Titolo ambiguo, “Cattiva”: lo è la madre, cattiva, con i propri pensieri disperati che urlano silenziosi, o la figlia, con i suoi pianti improvvisi senza apparente motivo? O forse lo sono in egual misura entrambe, ciascuna portatrice a suo modo, seppur a livello inconsapevole, di bisogni egoistici? Attraverso una scrittura intima, inquieta, priva di edulcorazioni di sorta, a tratti anzi quasi sfrontata e coraggiosamente schietta, si anima la vicenda narrata nel nuovo romanzo di Rossella Milone, edito da Einaudi. Una piccola storia che si rivela grande come non può che esserlo ogni volta il miracolo della vita che si rinnova e si affaccia inerme e incosciente al mondo. Una coppia di genitori, Emilia e Vincenzo, da un lato, una bimba di appena due mesi dall'altro.

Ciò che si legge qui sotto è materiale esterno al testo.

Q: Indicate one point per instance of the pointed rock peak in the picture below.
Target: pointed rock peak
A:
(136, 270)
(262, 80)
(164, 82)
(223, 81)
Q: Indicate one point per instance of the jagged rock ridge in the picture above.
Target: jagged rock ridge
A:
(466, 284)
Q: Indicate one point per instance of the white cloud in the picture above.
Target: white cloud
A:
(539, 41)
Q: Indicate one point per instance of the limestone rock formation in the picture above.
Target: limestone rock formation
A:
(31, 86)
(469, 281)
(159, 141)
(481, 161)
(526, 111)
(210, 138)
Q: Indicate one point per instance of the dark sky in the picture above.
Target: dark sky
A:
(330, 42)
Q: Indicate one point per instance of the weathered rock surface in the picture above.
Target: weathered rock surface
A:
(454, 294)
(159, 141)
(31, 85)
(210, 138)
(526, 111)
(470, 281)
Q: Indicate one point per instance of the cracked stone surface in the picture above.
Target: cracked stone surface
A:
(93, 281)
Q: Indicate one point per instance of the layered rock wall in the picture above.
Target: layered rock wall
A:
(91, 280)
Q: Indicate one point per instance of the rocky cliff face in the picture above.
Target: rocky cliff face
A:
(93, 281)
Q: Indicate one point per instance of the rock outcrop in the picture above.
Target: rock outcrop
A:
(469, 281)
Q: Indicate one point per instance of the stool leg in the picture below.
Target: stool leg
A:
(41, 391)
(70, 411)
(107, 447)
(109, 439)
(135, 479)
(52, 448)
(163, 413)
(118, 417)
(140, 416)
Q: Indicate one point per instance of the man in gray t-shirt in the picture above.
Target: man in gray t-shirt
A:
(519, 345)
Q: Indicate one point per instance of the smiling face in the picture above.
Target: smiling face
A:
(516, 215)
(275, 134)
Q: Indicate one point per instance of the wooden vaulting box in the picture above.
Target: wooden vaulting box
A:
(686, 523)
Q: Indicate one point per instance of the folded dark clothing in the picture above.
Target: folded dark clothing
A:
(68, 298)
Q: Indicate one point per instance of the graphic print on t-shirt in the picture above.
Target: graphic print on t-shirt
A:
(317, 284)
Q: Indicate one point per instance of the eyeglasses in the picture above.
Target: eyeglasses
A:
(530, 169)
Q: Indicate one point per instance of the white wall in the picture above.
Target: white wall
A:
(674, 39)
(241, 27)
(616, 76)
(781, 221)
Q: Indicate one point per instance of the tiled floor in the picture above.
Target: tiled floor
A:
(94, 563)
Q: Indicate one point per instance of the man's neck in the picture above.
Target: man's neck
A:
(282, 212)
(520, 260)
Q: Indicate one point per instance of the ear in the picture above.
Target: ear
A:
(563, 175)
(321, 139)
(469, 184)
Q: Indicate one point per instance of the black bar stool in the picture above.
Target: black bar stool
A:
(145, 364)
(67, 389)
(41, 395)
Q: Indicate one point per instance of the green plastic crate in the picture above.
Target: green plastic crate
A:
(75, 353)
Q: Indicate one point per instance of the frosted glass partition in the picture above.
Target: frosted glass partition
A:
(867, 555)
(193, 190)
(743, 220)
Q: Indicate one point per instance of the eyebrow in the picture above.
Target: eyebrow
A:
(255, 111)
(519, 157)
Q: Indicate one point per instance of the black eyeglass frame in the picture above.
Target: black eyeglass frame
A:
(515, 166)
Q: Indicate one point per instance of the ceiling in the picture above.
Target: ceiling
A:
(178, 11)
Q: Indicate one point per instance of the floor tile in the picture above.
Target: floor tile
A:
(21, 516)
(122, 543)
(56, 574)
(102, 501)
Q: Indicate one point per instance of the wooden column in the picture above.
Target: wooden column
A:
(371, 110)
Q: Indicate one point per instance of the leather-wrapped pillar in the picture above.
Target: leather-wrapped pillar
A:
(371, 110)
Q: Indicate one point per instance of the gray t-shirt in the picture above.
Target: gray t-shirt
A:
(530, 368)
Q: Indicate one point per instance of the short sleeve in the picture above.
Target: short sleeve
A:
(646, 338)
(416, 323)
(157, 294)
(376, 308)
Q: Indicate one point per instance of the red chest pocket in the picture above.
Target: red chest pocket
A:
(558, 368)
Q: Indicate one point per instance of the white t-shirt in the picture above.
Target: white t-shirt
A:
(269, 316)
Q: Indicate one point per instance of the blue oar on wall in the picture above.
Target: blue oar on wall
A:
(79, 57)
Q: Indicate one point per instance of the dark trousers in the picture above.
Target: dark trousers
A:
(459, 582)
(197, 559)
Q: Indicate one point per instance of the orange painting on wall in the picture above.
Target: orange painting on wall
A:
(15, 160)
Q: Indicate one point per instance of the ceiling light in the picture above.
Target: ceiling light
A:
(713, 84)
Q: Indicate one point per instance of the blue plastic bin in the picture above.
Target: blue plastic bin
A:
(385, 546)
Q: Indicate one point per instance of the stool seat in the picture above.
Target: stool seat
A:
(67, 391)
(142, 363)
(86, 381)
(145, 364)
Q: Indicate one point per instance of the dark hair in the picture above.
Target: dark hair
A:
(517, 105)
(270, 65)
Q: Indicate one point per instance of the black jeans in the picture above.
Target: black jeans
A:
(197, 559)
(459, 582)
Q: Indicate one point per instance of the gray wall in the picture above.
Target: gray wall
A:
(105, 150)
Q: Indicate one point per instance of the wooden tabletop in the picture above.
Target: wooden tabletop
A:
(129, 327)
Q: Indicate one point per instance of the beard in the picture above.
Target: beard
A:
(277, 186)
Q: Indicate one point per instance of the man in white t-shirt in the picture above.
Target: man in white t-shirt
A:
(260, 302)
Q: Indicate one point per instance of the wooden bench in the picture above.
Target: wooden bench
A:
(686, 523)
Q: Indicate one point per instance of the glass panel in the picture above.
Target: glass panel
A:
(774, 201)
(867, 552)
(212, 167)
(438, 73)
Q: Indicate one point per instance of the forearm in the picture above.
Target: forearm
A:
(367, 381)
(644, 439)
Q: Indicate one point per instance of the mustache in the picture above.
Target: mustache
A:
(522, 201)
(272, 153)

Con sensibilità e delicatezza tutte al femminile, viene posta al centro di queste pagine l'esperienza della maternità e, in particolare, la nascita del primo figlio, vera e propria rivoluzione nella vita di una donna che, per ovvi motivi, risulta sempre maggiormente coinvolta (e sconvolta) da un evento come questo rispetto a ciò che invece succede alla figura paterna. Un groviglio di sentimenti, emozioni, sensazioni, capitolo dopo capitolo, trova precise e intense descrizioni, mentre a poco a poco emerge il convincimento che nella cura della prole ci sia qualcosa di ancestrale, istintivo, addirittura “animalesco”; e allora non ci si stupisce neanche più pensando di essere una lupa o qualsiasi altra bestia di cui sopravvive appunto l'istinto nella parte più recondita delle nostre cellule. Del resto, come l'autrice ben sottolinea, non vi è niente di razionale nei primi mesi di vita di un bambino, semmai è tutto molto illogico, imprevedibile, profondamente materico e corporeo.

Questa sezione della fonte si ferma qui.